We temporally and spatially compare several related types of environmental data to weather station observations, which we assume reflect actual environmental conditions. We focus on datasets that offer (near) hourly data. Although several datasets are global, regional datasets are focused on the United States. We start by examining environmental forcing data, generated by spatial interpolation or dynamic modelling, which afford high spatial and temporal resolution but tend to be at a reference height (1-2m) above where most organisms reside. These environmental forcing data can then be processed using microclimate models, which characterise the processes of heat transport through air and soil to estimate vertical temperature and wind profiles. We use both detailed NicheMapR microclimate models and simple TrenchR vertical profile models to scale conditions from sensor to organism height. We include data both that we have processes using microclimate algorithms and that is pre-computed and stored as a microclimate dataset.

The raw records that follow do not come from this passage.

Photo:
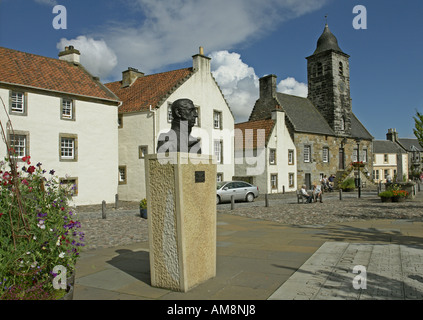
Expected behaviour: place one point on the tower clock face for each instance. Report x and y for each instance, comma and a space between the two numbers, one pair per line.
341, 86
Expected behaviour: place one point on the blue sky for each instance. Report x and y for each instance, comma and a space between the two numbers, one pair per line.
246, 39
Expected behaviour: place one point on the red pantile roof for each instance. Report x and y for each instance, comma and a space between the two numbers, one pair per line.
244, 139
149, 90
30, 70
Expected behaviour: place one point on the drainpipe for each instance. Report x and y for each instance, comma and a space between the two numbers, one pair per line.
154, 128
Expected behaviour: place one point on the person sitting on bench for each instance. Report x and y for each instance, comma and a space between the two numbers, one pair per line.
305, 194
317, 192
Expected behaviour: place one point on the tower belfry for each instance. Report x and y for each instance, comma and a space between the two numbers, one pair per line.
329, 82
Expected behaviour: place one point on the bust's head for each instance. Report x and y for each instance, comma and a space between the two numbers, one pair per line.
184, 110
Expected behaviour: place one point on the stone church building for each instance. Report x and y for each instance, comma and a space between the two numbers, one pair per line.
327, 135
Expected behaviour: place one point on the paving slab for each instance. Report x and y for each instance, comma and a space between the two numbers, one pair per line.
357, 271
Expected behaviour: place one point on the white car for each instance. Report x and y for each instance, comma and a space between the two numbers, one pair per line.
239, 189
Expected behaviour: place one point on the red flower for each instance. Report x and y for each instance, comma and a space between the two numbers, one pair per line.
26, 159
31, 169
7, 176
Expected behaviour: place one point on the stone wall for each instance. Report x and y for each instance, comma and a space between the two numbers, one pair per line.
316, 166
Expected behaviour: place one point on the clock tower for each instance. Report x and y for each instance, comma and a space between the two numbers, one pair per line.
328, 77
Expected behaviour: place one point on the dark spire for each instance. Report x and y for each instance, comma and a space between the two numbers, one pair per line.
327, 41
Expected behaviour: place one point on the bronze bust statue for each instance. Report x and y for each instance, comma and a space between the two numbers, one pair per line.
178, 138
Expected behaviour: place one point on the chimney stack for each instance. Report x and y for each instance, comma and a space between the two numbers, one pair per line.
392, 135
70, 54
201, 62
129, 76
268, 86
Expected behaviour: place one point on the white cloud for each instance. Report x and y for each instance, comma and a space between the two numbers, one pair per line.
238, 82
292, 86
96, 56
159, 33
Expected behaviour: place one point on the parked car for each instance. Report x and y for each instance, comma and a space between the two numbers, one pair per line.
239, 189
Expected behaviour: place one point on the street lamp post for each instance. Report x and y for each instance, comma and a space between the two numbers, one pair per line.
358, 168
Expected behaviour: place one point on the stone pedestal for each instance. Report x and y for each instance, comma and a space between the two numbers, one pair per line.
181, 206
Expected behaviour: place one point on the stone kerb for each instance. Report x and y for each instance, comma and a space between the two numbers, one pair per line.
181, 192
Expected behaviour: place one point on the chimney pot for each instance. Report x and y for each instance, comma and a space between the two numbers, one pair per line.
70, 54
129, 76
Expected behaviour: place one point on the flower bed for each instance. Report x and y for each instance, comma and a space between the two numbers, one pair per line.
38, 231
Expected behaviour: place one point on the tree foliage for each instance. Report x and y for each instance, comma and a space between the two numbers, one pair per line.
418, 127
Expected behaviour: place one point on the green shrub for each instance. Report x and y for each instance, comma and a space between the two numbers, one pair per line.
386, 194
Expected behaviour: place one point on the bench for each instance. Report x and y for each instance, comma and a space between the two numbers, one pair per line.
299, 196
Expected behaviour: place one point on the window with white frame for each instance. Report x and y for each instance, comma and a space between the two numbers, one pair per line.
274, 181
122, 175
72, 183
17, 105
342, 123
142, 151
169, 113
19, 143
290, 156
363, 155
197, 120
217, 119
307, 154
68, 147
325, 154
218, 147
355, 151
272, 156
67, 111
291, 179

For weather station observations, we focus on three weather stations in Colorado, Oregon, and Hawaii that were chosen to represented different climate regimes and ecosystems, as well as examining weather stations across the United States in the US Climate Reference Network (USCRN). We examine environmental data from 2017, a recent year for which data is available from all datasets. We evaluate the data for both summer (month of July) and winter (month of January) conditions. We focus on environmental variables that are needed to estimate body temperatures of organisms using microcliamte and biophysical modelling.
Tabs in this application allow you to interactively filter datasets based on your data needs, to temporally compare monthly timeseries, to spatially compare microclimate datasets to weather station observations, and to compare the body temperature estimates produced by the microclimate datasets. Once you select a dataset, the TrEnCh Project Microclimate Data Users' Guide provides intructions for accessing and processing the data.
What are these stats?
We calculate three statistics based on hourly data.
Pearson correlation coefficient is the measurement of the strength of the relationship between two variables and their association with each other. It takes a value between -1 and 1, and the value further away from 0, the stronger the two variables are related.
Bias represents the average difference between the two datasets for each data point. The smaller the bias, the closer the data are to each other.
Root Mean Squared Error (RMSE) is defined as the square root of the average squared error. RMSE is heavy on the largest errors. The smaller the RMSE, the closer the data are to each other.